Known for her beautiful and urgent chronicling of the Palestinian struggle in fiction and poetry, Abulhawa skillfully situates Nahr in a life of friendship and family that is consistently upset by geopolitical changes and a volatile police state. In this sense, Nahr is a 21st-century everywoman, strong in her own mind but angry about how little control she has over her own life. Given the persistent attacks on her self-determination, it is easy to understand Nahr’s commitment to justice at any cost. But it’s less easy to feel it. Her toughness and sass are rarely counterbalanced with moments of vulnerability, or grief. The self-reflection in the novel often comes from the head rather than the heart, unidimensional interior monologues flecked with facts that serve more as platforms to explain the plight of Palestinian refugees, sex workers, liberation fighters. Nahr encounters so many tragedies that she can at times come off as a composite of women and the issues that plague them in this region, the novel too rarely pausing in her moments of weakness and exhaustion that might have distinguished her, illuminated the cost of passion for the powerless.

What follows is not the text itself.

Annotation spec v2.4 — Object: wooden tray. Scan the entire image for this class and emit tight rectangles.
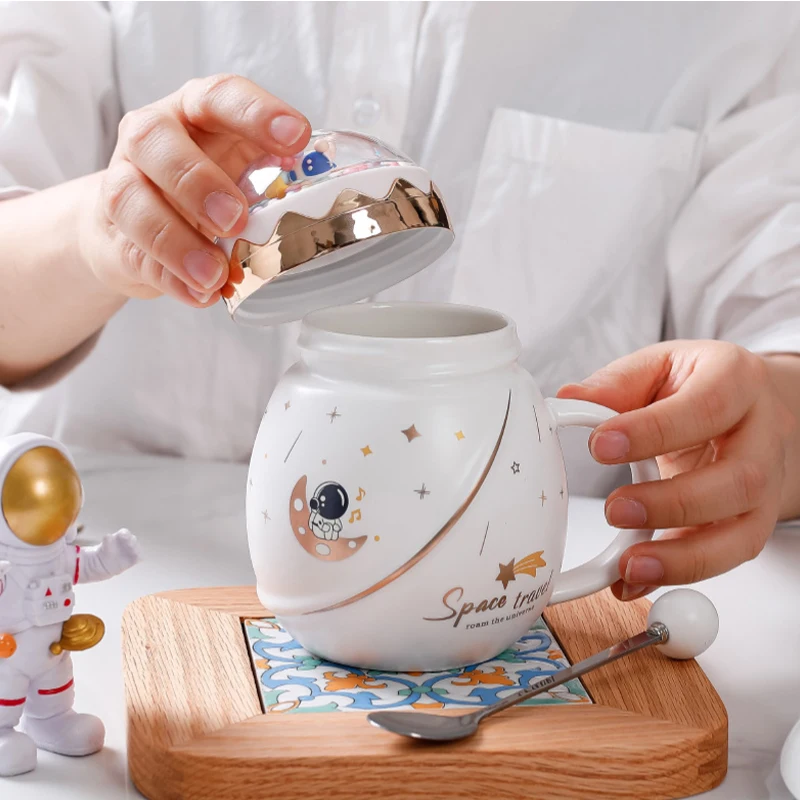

Those forced to leave the places of their birth to live elsewhere then have to tell stories to the people they encounter there. Not all communities are willing to listen to these messy narratives of displacement. In our current climate of isolationism, the transnational storyteller must do more than entertain — she must educate. In response to this demand, Abulhawa has created a spirited protagonist who lives invisibly and in opposition to her “loveless world,” telling her own story on her own terms lest either her comings or goings be forgotten.